InterAct: Advancing Large-Scale Versatile 3D Human-Object Interaction Generation (2509.09555v1)

Published 11 Sep 2025 in cs.CV

Abstract: While large-scale human motion capture datasets have advanced human motion generation, modeling and generating dynamic 3D human-object interactions (HOIs) remain challenging due to dataset limitations. Existing datasets often lack extensive, high-quality motion and annotation and exhibit artifacts such as contact penetration, floating, and incorrect hand motions. To address these issues, we introduce InterAct, a large-scale 3D HOI benchmark featuring dataset and methodological advancements.
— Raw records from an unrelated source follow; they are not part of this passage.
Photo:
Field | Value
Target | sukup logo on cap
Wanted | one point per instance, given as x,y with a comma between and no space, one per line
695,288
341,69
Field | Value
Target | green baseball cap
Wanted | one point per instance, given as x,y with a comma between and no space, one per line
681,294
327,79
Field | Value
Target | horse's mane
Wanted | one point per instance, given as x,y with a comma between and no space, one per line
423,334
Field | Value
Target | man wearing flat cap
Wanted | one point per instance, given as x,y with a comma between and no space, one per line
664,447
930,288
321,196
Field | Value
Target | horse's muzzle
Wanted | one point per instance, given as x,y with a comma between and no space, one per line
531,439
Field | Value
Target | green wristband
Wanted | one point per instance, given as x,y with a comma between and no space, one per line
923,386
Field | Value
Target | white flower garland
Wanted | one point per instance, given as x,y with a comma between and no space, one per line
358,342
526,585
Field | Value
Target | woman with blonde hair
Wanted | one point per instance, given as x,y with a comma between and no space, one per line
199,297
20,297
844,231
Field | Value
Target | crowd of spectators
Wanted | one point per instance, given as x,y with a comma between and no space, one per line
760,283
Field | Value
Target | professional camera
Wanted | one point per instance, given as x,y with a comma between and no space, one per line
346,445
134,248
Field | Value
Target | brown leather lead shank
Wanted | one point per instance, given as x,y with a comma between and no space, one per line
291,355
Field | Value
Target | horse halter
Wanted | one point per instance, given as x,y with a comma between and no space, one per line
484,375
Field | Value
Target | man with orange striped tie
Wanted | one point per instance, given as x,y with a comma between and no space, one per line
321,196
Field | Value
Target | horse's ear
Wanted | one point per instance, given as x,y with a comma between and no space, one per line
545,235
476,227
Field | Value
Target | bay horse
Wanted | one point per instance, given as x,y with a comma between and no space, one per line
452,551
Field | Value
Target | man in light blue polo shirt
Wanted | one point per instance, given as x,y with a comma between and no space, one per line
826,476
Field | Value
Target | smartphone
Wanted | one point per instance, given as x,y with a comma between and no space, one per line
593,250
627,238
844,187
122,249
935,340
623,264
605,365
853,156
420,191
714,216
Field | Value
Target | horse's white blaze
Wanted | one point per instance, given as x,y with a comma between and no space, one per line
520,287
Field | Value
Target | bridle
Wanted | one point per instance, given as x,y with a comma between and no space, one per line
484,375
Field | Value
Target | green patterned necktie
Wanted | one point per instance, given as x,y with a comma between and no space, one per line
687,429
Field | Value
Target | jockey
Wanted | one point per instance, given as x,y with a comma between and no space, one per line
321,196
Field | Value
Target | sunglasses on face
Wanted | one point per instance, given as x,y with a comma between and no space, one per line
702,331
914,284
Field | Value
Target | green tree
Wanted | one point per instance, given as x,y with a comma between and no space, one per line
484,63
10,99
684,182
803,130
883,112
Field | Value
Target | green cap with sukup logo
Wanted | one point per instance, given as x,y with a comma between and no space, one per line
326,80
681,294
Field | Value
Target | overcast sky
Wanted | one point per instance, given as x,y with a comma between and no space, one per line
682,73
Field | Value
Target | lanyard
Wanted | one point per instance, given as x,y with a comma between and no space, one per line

First, we consolidate and standardize 21.81 hours of HOI data from diverse sources, enriching it with detailed textual annotations. Second, we propose a unified optimization framework to enhance data quality by reducing artifacts and correcting hand motions. Leveraging the principle of contact invariance, we maintain human-object relationships while introducing motion variations, expanding the dataset to 30.70 hours. Third, we define six benchmarking tasks and develop a unified HOI generative modeling perspective, achieving state-of-the-art performance. Extensive experiments validate the utility of our dataset as a foundational resource for advancing 3D human-object interaction generation. To support continued research in this area, the dataset is publicly available at https://github.com/wzyabcas/InterAct, and will be actively maintained.

Summary

The paper introduces InterAct, a benchmark augmenting 30.70 hours of high-fidelity 3D HOI data enabling six diverse generation tasks.
It employs a marker-based human representation and a three-stage unified optimization to drastically reduce artifacts and enhance motion fidelity.
Comprehensive experiments demonstrate improved metrics in contact precision, diversity, and downstream control performance for physics-based imitation.

InterAct: A Large-Scale Benchmark for Versatile 3D Human-Object Interaction Generation

Introduction and Motivation

The paper introduces InterAct, a comprehensive benchmark and dataset for 3D human-object interaction (HOI) generation, addressing critical limitations in existing datasets such as insufficient scale, poor annotation quality, and prevalent physical artifacts. The authors consolidate and standardize data from seven major sources, resulting in 21.81 hours of curated interactions, and further augment the dataset to 30.70 hours using a unified optimization framework. This enables the definition and evaluation of six distinct HOI generation tasks, facilitating robust benchmarking and model development for applications in robotics, animation, and embodied AI.

Figure 1: The data processing pipeline for InterAct, including consolidation, annotation via foundation models, correction, and interaction illustration, with statistics on motion and text annotations.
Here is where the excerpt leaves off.